Though I can’t say for certain why crabs don’t walk forward and backward, I expect that it is the result of the crab’s morphology. Crabs are decapods, meaning that they have 10 legs, more accurately called appendages, that allow them to move in their own special (side)ways.

Crabs would do well to be thoughtful about the distance that they cover sideways or otherwise, as a Haitian proverb warns that the crab that walks too far falls into the pot.

It is the blue crab that I want falling into my pot. So far, it seems to be a good year for Calinectes sapidus, the “beautiful swimmers” of our ponds and ocean. They are reported to be abundant in some of our great ponds, although the word on the pond is that there are many females.

This is important because you should never harvest mature females, in order to allow them to finish their breeding cycle. A harvestable crab is one that measures 5” from point to point on their shell or carapace. 

There is no gender bending in crab country. Look to the claws to differentiate: females have red (think nail polish) on the tips of their claws, while the males do not. Or check the underside of the crawlers. Males, called “jimmies,” are distinguished by their apron, or abdomen, which is long and pointy (like the Washington Monument). Mature females are called “sooks.” Their apron is rounded and resembles the Capital Dome. Immature females are called “sallies,” and their aprons resemble the “great pyramid.”
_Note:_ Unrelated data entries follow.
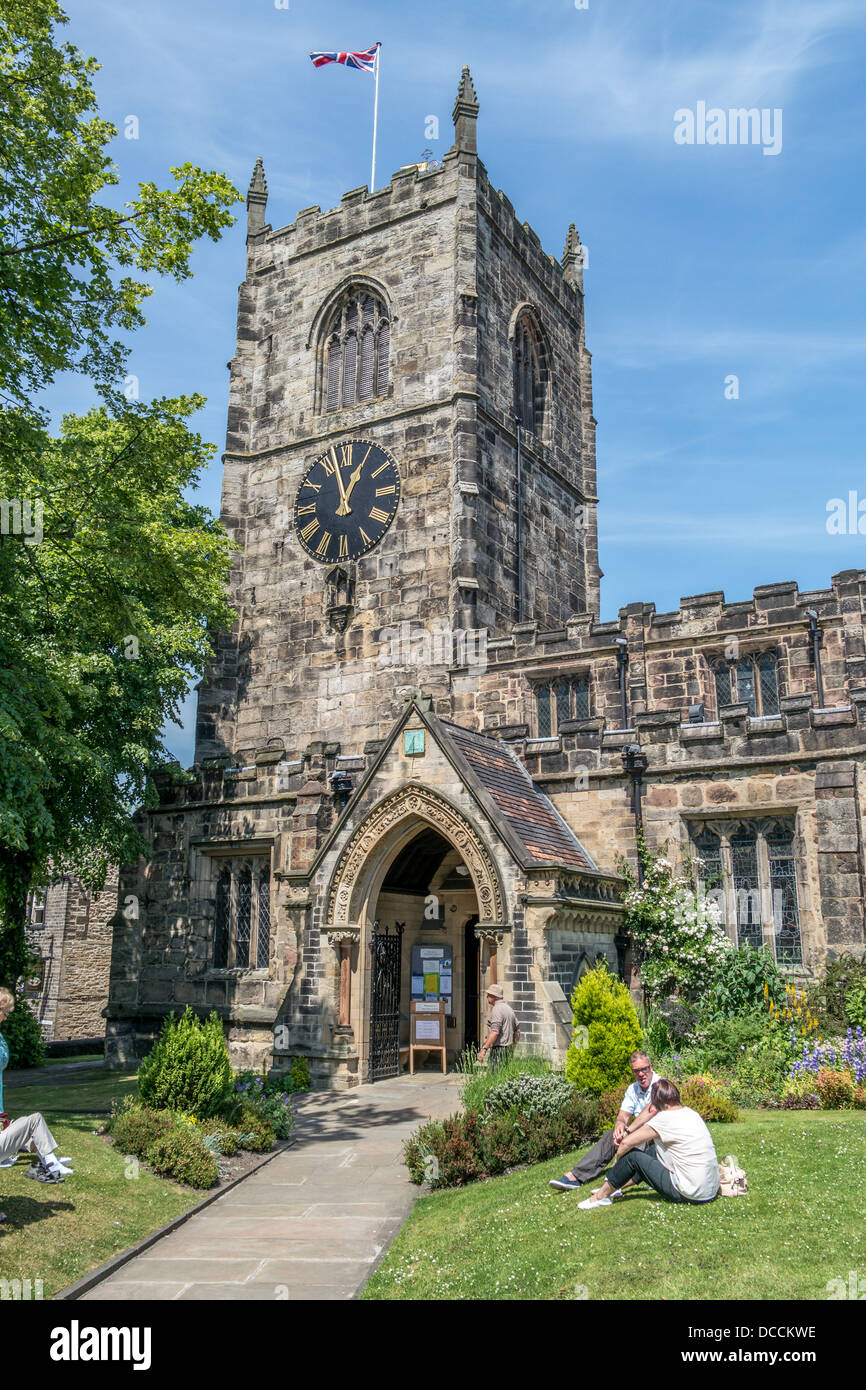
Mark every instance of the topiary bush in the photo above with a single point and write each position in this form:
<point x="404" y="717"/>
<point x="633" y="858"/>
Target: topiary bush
<point x="134" y="1127"/>
<point x="836" y="1089"/>
<point x="182" y="1154"/>
<point x="537" y="1097"/>
<point x="24" y="1036"/>
<point x="255" y="1133"/>
<point x="300" y="1075"/>
<point x="602" y="1005"/>
<point x="188" y="1068"/>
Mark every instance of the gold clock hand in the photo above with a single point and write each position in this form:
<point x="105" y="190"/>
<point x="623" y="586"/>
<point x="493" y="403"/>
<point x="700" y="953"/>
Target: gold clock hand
<point x="342" y="508"/>
<point x="353" y="478"/>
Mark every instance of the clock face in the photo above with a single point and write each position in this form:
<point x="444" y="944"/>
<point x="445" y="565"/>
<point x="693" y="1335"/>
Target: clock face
<point x="346" y="501"/>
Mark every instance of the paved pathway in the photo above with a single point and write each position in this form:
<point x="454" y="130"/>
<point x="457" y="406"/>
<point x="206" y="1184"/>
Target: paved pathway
<point x="314" y="1221"/>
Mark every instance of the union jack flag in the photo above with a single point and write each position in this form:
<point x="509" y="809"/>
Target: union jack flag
<point x="364" y="60"/>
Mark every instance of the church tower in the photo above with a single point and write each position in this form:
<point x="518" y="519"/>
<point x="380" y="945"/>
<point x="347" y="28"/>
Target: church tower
<point x="410" y="451"/>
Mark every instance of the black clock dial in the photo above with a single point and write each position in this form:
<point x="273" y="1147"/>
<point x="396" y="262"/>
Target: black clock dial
<point x="346" y="501"/>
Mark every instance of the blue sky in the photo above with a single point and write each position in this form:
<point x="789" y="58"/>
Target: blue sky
<point x="705" y="260"/>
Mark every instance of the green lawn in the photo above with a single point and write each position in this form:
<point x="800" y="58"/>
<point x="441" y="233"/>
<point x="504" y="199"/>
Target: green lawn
<point x="57" y="1233"/>
<point x="515" y="1237"/>
<point x="81" y="1091"/>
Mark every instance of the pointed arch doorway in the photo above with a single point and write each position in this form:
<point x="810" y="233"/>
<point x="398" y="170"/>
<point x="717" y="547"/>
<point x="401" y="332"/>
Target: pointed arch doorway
<point x="416" y="861"/>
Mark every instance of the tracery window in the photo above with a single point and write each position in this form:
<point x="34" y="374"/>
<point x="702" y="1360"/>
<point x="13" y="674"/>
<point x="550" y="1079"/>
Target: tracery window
<point x="528" y="375"/>
<point x="357" y="350"/>
<point x="242" y="923"/>
<point x="749" y="869"/>
<point x="752" y="681"/>
<point x="567" y="697"/>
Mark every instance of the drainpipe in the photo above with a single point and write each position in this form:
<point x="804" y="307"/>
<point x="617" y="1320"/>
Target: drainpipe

It takes about two years and many molts, or shell shedding, for a blue crab to reach harvestable size. For a male, it is not uncommon that they have gone through 23 or more molts, while a female needs only about 20 to reach adulthood.
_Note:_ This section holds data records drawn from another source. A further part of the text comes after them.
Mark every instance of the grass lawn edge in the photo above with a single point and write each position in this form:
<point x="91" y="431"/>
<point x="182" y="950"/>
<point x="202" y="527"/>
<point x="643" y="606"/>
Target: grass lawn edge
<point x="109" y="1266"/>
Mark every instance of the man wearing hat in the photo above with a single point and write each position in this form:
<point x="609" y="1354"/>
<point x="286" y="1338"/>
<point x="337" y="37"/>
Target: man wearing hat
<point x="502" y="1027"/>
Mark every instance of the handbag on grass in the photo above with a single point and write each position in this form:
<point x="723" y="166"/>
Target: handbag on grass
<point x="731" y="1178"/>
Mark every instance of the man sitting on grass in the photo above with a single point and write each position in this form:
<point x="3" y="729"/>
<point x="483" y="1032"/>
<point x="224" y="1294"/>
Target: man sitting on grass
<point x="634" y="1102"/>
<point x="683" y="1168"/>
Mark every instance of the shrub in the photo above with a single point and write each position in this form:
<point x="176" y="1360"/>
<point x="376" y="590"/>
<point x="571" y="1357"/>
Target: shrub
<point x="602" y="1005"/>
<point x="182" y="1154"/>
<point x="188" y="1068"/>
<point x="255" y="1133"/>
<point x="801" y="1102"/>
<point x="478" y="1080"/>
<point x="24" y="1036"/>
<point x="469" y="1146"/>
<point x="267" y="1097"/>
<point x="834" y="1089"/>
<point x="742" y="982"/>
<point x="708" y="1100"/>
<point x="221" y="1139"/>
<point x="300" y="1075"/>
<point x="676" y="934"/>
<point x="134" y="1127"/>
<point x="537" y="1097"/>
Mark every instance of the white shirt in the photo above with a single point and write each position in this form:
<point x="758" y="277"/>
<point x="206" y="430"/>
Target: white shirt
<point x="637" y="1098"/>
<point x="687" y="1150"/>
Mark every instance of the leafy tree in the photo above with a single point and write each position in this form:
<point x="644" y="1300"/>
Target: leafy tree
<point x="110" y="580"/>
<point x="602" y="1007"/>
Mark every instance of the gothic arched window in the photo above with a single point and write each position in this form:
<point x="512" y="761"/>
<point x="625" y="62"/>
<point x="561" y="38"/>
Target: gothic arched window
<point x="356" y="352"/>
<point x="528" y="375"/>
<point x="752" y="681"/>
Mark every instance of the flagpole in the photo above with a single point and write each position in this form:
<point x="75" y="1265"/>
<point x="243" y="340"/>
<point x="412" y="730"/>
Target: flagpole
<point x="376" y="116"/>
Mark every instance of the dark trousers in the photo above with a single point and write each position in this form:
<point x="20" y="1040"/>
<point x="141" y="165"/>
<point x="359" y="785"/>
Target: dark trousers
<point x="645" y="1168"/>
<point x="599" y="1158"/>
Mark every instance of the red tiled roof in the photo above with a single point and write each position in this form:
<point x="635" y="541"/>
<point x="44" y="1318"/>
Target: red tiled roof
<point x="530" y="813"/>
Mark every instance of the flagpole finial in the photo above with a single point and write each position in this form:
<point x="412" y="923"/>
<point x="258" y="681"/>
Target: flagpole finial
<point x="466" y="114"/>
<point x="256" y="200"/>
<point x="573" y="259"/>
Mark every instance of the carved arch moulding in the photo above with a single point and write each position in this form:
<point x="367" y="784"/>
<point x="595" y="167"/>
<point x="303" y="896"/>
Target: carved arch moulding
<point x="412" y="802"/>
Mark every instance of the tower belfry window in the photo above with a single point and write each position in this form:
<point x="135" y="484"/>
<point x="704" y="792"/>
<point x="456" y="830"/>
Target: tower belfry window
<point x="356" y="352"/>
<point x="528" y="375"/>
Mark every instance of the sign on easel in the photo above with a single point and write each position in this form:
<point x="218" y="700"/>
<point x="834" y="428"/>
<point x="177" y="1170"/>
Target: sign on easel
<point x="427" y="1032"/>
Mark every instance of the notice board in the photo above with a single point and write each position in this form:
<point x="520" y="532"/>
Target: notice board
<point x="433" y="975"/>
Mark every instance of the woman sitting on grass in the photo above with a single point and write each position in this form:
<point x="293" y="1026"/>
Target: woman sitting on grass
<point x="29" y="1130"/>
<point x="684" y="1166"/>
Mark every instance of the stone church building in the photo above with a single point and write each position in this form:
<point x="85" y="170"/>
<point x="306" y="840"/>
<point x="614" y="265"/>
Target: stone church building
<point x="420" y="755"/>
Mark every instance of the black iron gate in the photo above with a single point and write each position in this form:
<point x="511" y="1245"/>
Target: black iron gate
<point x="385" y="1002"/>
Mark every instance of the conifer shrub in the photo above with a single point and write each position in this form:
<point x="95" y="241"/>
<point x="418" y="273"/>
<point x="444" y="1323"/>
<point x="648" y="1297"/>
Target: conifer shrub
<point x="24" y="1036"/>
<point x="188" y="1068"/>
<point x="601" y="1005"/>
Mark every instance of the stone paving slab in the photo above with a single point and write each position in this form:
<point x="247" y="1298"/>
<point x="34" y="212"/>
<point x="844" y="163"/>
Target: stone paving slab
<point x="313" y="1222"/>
Those that become grown-ups are the lucky ones. The life cycle of crabs is full of twists and turns and “sea-soned” adventures.

A fertilized pregnant “sponge crab” can hold more than two million eggs under her apron. These eggs will take two weeks to ripen and then will hatch as 0.25mm larvae called zoeae. 
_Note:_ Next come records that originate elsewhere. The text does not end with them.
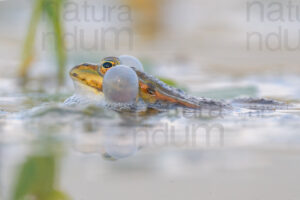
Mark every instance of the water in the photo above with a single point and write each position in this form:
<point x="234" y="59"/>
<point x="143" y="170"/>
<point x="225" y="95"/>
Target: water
<point x="238" y="155"/>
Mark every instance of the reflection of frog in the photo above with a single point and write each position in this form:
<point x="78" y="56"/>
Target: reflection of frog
<point x="153" y="92"/>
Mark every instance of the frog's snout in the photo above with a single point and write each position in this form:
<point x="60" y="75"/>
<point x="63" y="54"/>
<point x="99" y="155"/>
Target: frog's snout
<point x="87" y="75"/>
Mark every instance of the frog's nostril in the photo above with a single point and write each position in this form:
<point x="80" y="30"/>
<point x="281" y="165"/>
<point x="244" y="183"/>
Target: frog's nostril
<point x="120" y="85"/>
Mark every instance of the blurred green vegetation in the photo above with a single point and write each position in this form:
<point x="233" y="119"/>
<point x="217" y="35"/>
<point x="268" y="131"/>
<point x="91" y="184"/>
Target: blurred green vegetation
<point x="52" y="10"/>
<point x="37" y="178"/>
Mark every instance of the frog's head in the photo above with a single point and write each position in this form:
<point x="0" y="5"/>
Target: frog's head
<point x="86" y="78"/>
<point x="89" y="77"/>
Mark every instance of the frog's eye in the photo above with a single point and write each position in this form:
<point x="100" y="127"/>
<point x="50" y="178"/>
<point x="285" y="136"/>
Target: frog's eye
<point x="107" y="65"/>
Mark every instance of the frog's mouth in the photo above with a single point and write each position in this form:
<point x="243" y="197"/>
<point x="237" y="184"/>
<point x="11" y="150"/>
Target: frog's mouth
<point x="86" y="78"/>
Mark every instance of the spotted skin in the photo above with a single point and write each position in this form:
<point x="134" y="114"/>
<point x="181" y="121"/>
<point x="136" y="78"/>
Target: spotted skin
<point x="155" y="93"/>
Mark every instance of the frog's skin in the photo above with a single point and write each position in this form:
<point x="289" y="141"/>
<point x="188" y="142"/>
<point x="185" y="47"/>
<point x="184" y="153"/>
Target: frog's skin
<point x="153" y="92"/>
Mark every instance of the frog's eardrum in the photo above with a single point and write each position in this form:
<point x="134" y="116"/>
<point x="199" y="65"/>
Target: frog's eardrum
<point x="120" y="85"/>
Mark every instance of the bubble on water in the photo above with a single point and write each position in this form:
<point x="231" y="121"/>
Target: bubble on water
<point x="120" y="85"/>
<point x="131" y="61"/>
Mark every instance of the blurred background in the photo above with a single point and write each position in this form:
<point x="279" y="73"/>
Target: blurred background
<point x="217" y="49"/>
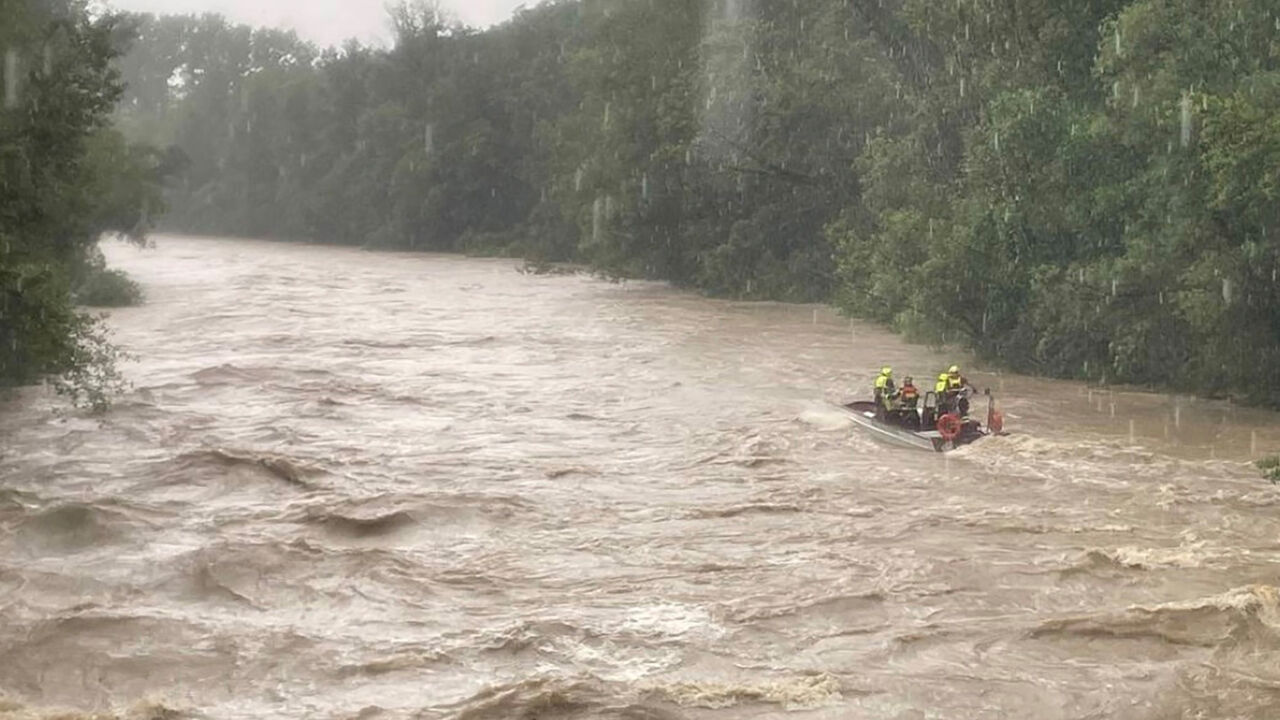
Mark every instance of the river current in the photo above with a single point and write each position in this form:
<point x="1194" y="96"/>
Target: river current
<point x="356" y="484"/>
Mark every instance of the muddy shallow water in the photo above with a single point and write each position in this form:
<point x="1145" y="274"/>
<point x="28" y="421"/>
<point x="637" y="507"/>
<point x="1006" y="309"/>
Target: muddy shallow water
<point x="352" y="484"/>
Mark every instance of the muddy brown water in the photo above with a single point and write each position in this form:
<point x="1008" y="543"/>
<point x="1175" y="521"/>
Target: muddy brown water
<point x="353" y="484"/>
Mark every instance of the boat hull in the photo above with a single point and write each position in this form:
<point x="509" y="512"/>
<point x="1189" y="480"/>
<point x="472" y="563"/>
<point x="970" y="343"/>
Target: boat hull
<point x="863" y="414"/>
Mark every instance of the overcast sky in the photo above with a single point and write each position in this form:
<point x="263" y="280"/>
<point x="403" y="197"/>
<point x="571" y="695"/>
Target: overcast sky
<point x="327" y="22"/>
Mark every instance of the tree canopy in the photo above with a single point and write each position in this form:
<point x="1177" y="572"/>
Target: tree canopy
<point x="1083" y="188"/>
<point x="65" y="178"/>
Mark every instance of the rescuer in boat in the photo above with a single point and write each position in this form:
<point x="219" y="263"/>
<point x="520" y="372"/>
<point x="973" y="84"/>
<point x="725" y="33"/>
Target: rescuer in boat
<point x="909" y="400"/>
<point x="886" y="392"/>
<point x="954" y="391"/>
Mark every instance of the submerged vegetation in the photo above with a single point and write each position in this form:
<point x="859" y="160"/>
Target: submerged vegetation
<point x="1270" y="468"/>
<point x="68" y="177"/>
<point x="1084" y="188"/>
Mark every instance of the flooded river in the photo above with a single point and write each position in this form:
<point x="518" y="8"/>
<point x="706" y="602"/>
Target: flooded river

These zoeae bear no resemblance to their parent crab. They are floating, planktonic filter feeders that will roam the waters for up to 49 days. The next stage is the megalops, which begins to have a crab-like appearance.

Blue crabs become juveniles next and are about 2.5 mm. They migrate to waters with lower salinity to grow and mature. In the following year and a half, blue crabs go through a few dozen molts before adulthood.

Danger lurks around every corner. A crab never knows who its next predator will be. Crabs not only eat almost anything, they actually eat each other. Aristophanes was right on when he said, “The wise learn many things from their foes,” especially when they are one and the same. More than 10 per cent of a blue crab’s diet is blue crabs. What the crab does know is that if it gets in trouble, it can get out. The crab’s secret weapon is autotomy.

Autotomy is simply self-sacrifice of a sort. In the case of the blue crab, it has reflex separation that will allow it to amputate its own claw or other appendate to escape a predator. Not to worry about the clawless crab, because it also has the power to regenerate its lost limb. Nor will it be lonely, since it has been estimated that one quarter of all crabs have missing or regenerating limbs.

Aristophanes, in his endearing way, might as well have been consoling the crabs for their lost limbs, or else referring to the crabs who had lost them before, when he penned the lines: “Your lost friends are not dead, but gone before, advanced a stage or two upon that road which you must travel in the steps they trod.”


Suzan Bellincampi is director of the Felix Neck Wildlife Sanctuary in Edgartown.